Compute CTR by format for new US users
Company: Pinterest
Role: Data Scientist
Category: Data Manipulation (SQL/Python)
Difficulty: Medium
Interview Round: Technical Screen
You are given three tables. Write a single SQL query to compute click-through rate (CTR) by pin_format for NEW users in the US, where NEW users are those whose sign_up_date is within 30 days (inclusive) of the action's event_date.
Schemas:
- events(event_date DATE, user_id BIGINT, pin_id BIGINT, event_type STRING CHECK IN ('impression','click'), event_count INT)
- users(user_id BIGINT, country STRING, sign_up_date DATE)
- pin_classification(pin_id BIGINT, pin_format STRING)
Sample data:
Table: events
event_date | user_id | pin_id | event_type | event_count
2025-08-15 | 101 | 10 | impression | 100
2025-08-15 | 101 | 10 | click | 5
2025-08-20 | 102 | 11 | impression | 50
2025-08-22 | 103 | 12 | impression | 80
2025-08-22 | 103 | 12 | click | 8
2025-08-25 | 104 | 11 | impression | 200
2025-08-25 | 104 | 11 | click | 40
Table: users
user_id | country | sign_up_date
101 | US | 2025-08-01
102 | US | 2025-07-10
103 | CA | 2025-08-10
104 | US | 2025-08-21
Table: pin_classification
pin_id | pin_format
10 | video
11 | static
12 | video
Requirements:
- Consider only events where users.country = 'US'.
- Define NEW users as 0 <= DATEDIFF(event_date, sign_up_date) <= 30.
- CTR per pin_format = SUM(click event_count) / SUM(impression event_count) across all NEW US users' events.
- Return columns: pin_format, impressions, clicks, ctr where
impressions = SUM(CASE WHEN event_type = 'impression' THEN event_count ELSE 0 END),
clicks = SUM(CASE WHEN event_type = 'click' THEN event_count ELSE 0 END),
ctr = clicks / NULLIF(impressions, 0).
- Exclude pin_formats with zero impressions after filtering.
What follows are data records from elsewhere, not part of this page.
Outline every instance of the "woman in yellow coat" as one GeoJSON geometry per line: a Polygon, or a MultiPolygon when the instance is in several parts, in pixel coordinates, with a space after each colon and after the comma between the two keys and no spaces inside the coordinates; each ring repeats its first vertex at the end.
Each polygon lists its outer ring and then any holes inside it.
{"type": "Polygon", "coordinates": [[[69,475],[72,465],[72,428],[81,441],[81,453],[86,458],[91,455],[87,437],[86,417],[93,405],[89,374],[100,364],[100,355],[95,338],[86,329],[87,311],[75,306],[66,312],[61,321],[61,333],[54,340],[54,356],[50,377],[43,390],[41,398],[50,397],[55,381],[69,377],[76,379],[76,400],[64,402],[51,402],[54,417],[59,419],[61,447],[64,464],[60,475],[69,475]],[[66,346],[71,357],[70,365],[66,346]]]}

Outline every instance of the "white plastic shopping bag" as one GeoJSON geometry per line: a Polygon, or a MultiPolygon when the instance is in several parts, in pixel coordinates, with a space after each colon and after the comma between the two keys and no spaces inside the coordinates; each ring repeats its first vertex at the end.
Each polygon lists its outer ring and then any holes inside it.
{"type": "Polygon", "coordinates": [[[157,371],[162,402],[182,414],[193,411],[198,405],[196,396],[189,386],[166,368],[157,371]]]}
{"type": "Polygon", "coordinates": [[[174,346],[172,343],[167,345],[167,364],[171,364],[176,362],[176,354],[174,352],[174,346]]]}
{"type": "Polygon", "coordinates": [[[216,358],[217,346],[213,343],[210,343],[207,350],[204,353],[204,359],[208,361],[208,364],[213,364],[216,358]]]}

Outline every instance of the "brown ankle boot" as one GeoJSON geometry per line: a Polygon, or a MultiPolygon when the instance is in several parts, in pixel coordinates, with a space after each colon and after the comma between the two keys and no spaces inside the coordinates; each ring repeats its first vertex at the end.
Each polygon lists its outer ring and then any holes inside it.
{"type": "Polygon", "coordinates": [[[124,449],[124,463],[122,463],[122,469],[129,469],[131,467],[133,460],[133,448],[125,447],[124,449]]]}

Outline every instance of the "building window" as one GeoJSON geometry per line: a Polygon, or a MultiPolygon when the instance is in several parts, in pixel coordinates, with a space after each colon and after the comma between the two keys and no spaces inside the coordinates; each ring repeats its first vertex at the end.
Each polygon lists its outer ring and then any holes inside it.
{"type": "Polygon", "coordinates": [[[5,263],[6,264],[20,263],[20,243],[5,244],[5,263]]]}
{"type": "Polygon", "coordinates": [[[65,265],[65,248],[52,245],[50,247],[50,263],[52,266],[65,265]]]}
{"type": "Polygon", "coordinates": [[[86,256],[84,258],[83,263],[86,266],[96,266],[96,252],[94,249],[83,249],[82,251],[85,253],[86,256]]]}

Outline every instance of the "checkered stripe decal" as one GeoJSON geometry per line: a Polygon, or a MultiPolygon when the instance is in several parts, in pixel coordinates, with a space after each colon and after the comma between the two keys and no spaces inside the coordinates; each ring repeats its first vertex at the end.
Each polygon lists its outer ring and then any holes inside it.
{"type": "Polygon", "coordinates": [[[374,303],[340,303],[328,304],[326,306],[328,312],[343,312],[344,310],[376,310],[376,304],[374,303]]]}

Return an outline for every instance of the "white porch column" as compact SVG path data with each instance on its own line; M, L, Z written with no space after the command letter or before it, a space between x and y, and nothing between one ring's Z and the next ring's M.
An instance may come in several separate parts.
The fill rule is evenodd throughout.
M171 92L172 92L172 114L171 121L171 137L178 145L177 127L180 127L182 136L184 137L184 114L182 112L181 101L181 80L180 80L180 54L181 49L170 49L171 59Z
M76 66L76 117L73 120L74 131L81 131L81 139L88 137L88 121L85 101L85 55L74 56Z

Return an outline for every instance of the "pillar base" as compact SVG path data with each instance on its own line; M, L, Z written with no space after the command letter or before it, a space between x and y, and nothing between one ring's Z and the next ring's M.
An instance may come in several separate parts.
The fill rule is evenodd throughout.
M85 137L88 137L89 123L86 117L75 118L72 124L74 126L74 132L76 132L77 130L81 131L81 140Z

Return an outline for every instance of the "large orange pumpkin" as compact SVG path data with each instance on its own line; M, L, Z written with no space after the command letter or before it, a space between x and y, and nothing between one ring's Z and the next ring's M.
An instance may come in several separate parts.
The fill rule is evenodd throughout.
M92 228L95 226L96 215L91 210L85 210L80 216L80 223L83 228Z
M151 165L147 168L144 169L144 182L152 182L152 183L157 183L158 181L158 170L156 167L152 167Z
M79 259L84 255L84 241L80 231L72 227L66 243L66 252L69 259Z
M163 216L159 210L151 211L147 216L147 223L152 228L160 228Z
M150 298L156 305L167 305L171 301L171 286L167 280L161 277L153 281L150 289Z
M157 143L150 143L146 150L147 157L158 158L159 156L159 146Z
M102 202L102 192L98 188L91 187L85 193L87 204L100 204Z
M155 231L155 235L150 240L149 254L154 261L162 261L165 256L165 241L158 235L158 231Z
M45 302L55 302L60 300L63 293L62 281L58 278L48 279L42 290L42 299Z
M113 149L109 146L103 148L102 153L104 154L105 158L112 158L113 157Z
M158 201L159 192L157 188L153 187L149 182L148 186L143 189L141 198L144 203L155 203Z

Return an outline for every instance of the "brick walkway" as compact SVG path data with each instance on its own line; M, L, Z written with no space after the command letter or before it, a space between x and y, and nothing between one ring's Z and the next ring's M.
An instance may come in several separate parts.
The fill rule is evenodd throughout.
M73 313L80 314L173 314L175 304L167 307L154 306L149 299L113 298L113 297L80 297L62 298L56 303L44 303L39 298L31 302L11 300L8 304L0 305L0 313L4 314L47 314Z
- Round ctr to 4 decimal places and order by ctr DESC; ties broken by pin_format ASC.
- Your query must be a single SELECT (CTEs allowed), handle duplicate rows safely, and not double-count events.
Quick Answer: This question evaluates a candidate's competency in SQL data manipulation and aggregation, covering joins, date-based filtering for user cohorts, deduplication, conditional summing, null-safe arithmetic, rounding, and ordering to compute a business metric (CTR).